John Brown and Andrew Burnside platted the town of Athens along Salt Creek in Liberty and Portage Townships. They planned to tap on to the proposed City West canal and when City West failed Athens did too.

Furnessville was first called Murray’s Side Track and later Morgan’s Side Track. The Michigan Central Railroad came through there in 1851. The Furnessville name dates to 1861 when E. L. Furness was postmaster for the town’s first post office. In 1890 the Chesterton Tribune called Furnessville the “Strawberry Capital “ of the U.S.

The neighborhood is still identified as Furnessville.

Jackson Center had a post office with Silas Reynolds as Postmaster. Two Jackson Center schools were built on the site and both were destroyed by tornados.

Another area still recognized by its town name is Burdick which was founded in 1870 by Ambrose Burdick. At one time it had three general stores, a post office, saloon, a Methodist church, and a railroad station. When the trains stopped in 1928 Burdick began to decline.

Col. Isaac C.B. Suman received land for his service in the Civil War and founded the town of Suman. The B&O Railroad came through the area in 1872 and he struck a deal to have a station built in exchange for right-of-way through his property. He was Postmaster when a post office was opened in 1876.

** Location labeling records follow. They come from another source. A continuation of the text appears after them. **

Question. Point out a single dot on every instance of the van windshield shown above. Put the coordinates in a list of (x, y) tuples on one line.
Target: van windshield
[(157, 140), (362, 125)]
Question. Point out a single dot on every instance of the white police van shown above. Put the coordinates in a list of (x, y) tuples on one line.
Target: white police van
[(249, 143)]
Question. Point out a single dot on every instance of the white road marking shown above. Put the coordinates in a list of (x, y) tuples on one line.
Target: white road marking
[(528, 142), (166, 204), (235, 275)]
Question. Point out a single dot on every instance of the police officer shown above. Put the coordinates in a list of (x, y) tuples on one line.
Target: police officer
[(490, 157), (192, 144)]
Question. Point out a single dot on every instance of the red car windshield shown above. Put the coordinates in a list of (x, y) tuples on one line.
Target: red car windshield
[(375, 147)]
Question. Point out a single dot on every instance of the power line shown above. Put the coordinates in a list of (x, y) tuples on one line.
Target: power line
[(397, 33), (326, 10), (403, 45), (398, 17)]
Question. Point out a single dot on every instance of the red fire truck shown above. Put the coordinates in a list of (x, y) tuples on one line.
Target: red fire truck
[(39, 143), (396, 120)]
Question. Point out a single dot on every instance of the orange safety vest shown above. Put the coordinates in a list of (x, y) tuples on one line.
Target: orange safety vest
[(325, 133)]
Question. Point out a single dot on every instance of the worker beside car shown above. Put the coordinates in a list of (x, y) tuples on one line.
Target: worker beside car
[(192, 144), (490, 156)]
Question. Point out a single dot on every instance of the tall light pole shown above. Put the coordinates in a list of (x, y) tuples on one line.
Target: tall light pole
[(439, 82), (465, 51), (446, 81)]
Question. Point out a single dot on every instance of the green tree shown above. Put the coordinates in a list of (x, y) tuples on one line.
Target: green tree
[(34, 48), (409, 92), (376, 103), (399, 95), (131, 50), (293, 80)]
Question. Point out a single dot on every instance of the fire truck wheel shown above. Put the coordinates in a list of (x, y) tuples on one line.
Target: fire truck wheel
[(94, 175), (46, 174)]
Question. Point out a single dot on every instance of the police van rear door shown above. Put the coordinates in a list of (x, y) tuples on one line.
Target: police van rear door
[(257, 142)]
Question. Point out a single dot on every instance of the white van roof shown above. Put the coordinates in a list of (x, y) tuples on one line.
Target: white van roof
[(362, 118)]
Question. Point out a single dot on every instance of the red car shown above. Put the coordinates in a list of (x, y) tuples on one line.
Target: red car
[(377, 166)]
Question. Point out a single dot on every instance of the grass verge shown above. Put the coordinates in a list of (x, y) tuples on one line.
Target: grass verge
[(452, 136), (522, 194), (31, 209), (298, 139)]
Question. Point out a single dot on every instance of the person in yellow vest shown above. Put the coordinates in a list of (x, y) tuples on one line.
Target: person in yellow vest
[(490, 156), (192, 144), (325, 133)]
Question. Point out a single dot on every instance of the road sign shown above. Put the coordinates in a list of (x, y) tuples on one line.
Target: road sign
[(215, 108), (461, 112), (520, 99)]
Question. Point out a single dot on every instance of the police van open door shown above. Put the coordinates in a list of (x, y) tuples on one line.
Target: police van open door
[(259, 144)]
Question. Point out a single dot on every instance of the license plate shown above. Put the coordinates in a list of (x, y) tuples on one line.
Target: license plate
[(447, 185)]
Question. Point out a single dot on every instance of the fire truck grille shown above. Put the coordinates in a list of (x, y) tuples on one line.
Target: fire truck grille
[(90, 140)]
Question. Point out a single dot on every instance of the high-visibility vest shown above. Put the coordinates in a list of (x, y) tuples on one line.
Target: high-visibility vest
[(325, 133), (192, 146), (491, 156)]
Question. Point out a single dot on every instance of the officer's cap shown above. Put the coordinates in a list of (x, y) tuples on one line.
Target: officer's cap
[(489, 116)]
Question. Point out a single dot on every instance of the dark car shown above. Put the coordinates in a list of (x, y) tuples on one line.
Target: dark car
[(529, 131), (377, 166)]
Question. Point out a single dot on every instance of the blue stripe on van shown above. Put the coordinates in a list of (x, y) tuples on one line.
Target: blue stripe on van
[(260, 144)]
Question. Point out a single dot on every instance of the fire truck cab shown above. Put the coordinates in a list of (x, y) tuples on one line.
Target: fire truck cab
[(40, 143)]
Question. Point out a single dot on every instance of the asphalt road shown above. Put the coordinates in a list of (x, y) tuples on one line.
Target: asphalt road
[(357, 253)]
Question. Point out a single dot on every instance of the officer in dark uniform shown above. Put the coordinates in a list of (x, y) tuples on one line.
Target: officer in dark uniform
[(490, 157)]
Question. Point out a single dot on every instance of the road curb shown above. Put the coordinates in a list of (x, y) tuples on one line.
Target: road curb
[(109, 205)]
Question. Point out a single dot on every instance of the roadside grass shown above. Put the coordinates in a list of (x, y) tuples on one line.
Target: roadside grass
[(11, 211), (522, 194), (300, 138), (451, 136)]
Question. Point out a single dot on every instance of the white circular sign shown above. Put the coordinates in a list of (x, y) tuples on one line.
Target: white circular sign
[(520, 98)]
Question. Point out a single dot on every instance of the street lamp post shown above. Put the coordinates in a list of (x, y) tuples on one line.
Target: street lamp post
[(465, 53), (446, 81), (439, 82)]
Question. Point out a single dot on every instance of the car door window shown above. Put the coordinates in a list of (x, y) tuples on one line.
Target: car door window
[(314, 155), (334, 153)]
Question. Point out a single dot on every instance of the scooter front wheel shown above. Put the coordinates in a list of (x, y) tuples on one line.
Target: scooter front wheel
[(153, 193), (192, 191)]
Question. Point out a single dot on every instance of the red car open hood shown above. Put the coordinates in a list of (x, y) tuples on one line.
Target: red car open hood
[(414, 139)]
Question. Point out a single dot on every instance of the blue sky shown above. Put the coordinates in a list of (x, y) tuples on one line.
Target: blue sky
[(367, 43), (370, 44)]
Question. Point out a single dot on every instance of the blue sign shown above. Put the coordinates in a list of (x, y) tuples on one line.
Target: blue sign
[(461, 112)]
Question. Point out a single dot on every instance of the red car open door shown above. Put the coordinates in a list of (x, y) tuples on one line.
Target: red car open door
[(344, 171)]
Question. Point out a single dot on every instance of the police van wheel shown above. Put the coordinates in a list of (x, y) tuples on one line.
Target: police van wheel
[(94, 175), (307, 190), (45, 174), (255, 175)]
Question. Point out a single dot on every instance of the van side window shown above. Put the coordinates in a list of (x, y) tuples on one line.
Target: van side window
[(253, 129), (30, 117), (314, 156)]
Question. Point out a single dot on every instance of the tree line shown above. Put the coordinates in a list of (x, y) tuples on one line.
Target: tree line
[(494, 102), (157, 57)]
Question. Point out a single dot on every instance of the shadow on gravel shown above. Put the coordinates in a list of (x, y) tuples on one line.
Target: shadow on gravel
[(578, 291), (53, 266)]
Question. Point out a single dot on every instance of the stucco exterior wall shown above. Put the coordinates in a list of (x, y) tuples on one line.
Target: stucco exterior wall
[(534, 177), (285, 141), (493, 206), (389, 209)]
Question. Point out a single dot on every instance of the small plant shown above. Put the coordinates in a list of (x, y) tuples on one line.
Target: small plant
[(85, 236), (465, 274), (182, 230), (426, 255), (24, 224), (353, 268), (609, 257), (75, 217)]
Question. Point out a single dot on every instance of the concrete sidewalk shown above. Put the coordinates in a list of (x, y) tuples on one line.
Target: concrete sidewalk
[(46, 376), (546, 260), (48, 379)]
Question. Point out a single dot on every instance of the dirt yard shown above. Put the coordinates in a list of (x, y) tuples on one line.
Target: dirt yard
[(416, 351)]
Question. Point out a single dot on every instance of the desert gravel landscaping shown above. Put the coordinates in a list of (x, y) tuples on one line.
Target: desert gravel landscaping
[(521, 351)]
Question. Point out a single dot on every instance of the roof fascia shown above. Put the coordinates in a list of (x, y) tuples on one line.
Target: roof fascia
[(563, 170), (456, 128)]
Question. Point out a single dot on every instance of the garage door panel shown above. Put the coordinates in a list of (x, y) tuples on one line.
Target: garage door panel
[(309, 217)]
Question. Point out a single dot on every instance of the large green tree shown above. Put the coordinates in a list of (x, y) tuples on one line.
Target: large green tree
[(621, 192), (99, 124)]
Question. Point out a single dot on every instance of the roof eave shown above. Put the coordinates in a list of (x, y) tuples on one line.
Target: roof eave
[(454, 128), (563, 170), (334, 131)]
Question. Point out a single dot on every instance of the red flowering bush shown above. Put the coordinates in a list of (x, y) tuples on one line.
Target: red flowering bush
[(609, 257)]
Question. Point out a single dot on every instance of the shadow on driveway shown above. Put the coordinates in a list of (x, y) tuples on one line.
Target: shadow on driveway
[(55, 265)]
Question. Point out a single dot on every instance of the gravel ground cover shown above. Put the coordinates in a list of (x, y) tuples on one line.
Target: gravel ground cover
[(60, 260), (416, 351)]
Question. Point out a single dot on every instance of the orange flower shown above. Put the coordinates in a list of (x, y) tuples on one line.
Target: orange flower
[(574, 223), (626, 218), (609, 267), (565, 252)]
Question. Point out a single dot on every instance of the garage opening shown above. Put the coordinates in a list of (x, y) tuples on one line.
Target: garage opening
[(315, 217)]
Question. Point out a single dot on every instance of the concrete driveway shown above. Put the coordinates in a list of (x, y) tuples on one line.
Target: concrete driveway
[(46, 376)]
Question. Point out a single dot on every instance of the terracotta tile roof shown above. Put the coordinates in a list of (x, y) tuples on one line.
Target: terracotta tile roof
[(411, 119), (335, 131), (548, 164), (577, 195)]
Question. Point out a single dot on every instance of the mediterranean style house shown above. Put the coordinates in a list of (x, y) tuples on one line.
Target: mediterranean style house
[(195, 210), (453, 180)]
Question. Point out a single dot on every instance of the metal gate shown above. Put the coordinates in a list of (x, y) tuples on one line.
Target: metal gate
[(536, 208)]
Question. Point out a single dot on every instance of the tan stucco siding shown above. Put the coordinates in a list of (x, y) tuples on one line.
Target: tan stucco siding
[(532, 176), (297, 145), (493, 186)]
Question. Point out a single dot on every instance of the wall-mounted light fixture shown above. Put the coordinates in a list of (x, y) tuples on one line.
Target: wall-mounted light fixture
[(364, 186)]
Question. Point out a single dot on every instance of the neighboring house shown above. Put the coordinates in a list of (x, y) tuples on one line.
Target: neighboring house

Woodville was founded by John C. Cole after the Civil War. Woodville benefited from the arrival of the Interurban Railroad in 1908 and the Woodville Depot was constructed. Railroad service completely ended in 1938.

A short-lived village, Babcock was established south of the B&O Railroad tracks along what is now County Road 200 West. Babcock Station was opened as a shipping point for milk in 1889. A post office opened in 1889 but closed in 1894.

The town of Crocker was first named LaHayne after its founder, Fred LaHayne, who platted it in 1892. It was later renamed Crocker by the railroads. Most of it was annexed by Chesterton in 1968. In its early days it had a grocery store, cigar factory, blacksmith shop, butcher, saloons and an ornamental horn factory.

Called The Lakeshore Addition to the New Stockyards a development was laid out with 1,700 small lots inaccessible by car. People thought they were buying land in Chicago. Most of these lots were abandoned or sold for taxes. It was located in the Porter Beach area.

Tremont was established in 1907 and became an important stop on the South Shore Railroad which opened in 1908. Tremont was named for the three big dunes in what later became the Indiana Dunes State Park. A thriving town it had a gas station, hotel, restaurant, Indiana State Police Post and the Indian Medicine Man. Most of the area became part of the Indiana Dunes National Lakeshore beginning in 1966.

Ard showed a map from 1908 which included many of the towns she described. The town of Doran was on the map near Furnessville. No one at the meeting had heard of it.